I would prefer not to (Bartleby)

Written by Aldor

Le héros éponyme du roman de Herman Melville intitulé Bartleby le scribe, dont parlait ce matin Goran, est un employé aux écritures travaillant dans une officine de Wall Street qui, à chaque demande, à chaque requête qui lui est présentée, répond invariablement, inlassablement : « I would prefer not to », quelque chose comme : « J’préfère pas« , « J’préfèrerais pas« , formule dont le sens se situe quelque part entre le oui et le non, qui est plus proche du non que du oui, mais qui n’est cependant pas totalement non. On n’est pas dans l’acceptation ; on n’est pas non plus totalement dans le refus franc ; on est dans l’entre deux de la réticence. Cette réticence, toutefois, est absolue : sous ses dehors polis et policés, le refus de Bartleby est total, absolu : au bout du compte, il ne fait pas, et ne fera jamais, ce qui lui est demandé. Ses paroles peuvent paraître empreintes de mollesse et d’incertitude ; mais les faits, eux, sont durs et solides comme un roc : il ne bougera pas d’un pouce.
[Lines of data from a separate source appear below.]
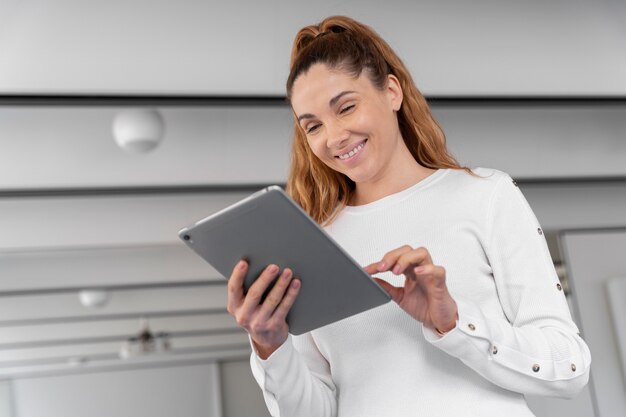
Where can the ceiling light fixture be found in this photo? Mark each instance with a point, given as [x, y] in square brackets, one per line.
[145, 343]
[93, 298]
[138, 130]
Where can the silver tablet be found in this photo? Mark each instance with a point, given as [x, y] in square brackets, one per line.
[269, 227]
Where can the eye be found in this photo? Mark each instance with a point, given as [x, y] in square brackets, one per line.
[312, 128]
[346, 109]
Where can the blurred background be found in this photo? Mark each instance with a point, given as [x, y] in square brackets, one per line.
[123, 121]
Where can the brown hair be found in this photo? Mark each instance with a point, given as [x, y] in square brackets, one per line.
[344, 44]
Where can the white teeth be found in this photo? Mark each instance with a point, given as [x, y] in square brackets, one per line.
[352, 152]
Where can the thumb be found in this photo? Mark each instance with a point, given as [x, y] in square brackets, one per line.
[395, 292]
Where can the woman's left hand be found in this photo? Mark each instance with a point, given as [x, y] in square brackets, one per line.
[425, 295]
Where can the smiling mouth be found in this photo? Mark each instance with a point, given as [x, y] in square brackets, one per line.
[353, 152]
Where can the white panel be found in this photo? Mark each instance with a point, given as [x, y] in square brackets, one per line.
[592, 258]
[56, 222]
[113, 363]
[452, 47]
[72, 147]
[6, 399]
[177, 391]
[238, 383]
[539, 141]
[616, 290]
[103, 267]
[135, 302]
[572, 206]
[73, 331]
[65, 353]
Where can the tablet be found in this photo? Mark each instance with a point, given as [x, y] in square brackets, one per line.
[268, 227]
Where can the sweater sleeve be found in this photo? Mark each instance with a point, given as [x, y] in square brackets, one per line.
[296, 380]
[537, 349]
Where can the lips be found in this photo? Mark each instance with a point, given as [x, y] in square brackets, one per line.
[352, 151]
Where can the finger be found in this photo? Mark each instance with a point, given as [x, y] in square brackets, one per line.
[276, 294]
[433, 275]
[235, 286]
[419, 256]
[372, 269]
[390, 258]
[396, 293]
[285, 305]
[257, 289]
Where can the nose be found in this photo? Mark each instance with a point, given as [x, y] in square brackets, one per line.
[338, 135]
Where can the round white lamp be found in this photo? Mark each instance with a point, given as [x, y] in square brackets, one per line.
[93, 298]
[138, 130]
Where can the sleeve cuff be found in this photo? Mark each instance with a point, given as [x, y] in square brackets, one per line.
[470, 323]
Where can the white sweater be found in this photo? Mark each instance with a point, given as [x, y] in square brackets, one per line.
[514, 335]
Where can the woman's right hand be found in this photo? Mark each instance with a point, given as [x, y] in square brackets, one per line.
[264, 321]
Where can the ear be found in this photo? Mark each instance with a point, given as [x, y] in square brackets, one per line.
[394, 91]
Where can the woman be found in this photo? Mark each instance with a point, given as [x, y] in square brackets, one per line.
[479, 317]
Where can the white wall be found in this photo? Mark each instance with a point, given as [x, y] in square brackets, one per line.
[178, 391]
[454, 47]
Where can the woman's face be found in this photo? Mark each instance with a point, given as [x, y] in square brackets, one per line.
[350, 125]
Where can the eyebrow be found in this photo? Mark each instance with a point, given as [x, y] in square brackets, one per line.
[331, 103]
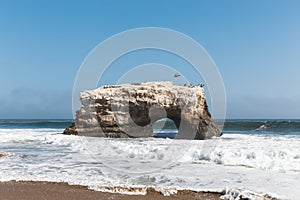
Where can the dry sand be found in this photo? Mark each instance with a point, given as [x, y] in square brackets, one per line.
[44, 190]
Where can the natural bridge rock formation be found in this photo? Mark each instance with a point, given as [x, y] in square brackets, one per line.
[129, 110]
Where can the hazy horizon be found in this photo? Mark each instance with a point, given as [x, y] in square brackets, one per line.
[255, 45]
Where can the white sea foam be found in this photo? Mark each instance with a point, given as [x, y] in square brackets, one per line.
[239, 165]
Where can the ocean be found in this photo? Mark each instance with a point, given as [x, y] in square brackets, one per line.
[253, 159]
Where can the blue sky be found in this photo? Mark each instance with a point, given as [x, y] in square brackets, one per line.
[255, 44]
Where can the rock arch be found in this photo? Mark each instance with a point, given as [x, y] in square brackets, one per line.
[129, 110]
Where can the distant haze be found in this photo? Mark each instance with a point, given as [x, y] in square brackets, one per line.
[255, 45]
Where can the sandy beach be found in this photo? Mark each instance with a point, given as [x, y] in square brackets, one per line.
[46, 190]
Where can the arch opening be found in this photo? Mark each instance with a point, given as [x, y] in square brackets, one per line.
[165, 128]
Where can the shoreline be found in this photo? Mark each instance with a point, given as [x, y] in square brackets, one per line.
[24, 190]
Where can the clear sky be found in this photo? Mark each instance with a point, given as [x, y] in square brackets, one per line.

Herman Melville a su ainsi capter, avec ce personnage,  sa formule favorite et sa façon d’être, quelque chose de fascinant. Bartleby est un peu le contraire de ce que la majorité d’entre nous sommes : nous tenons des propos durs et fiers, jouons les matamores mais, au pied du mur, avons souvent tendance à oublier nos belles paroles pour épouser un pragmatisme plus tranquille et confortable : faites ce que je dis ; ne faites pas ce que je fais. Bartleby est l’exact contraire. Il ne paie pas de mine, il ne se paie pas de mots mais ce qu’il a dit qu’il ne ferait pas, il le fera pas. Définitivement. Sans aucune hésitation, sans aucun recul, avec une totale fidélité à lui-même.

Il ne bouge pas, il ne dévie pas d’un pouce. Son inertie est une force absolue.

NB : les auditeurs-lecteurs attentifs l’auront remarqué.  Ce que j’écris ici est très différent de ce que je disais au micro. C’est tout l’intérêt, à mes yeux,  de ce podcast blog. Dans un premier temps, j’improvise, je me lance ; puis c’est au moment d’écrire et en écrivant que ma pensée progresse, évolue.  Ce que j’écris est moins spontané que ce que je dis mais c’est souvent plus juste…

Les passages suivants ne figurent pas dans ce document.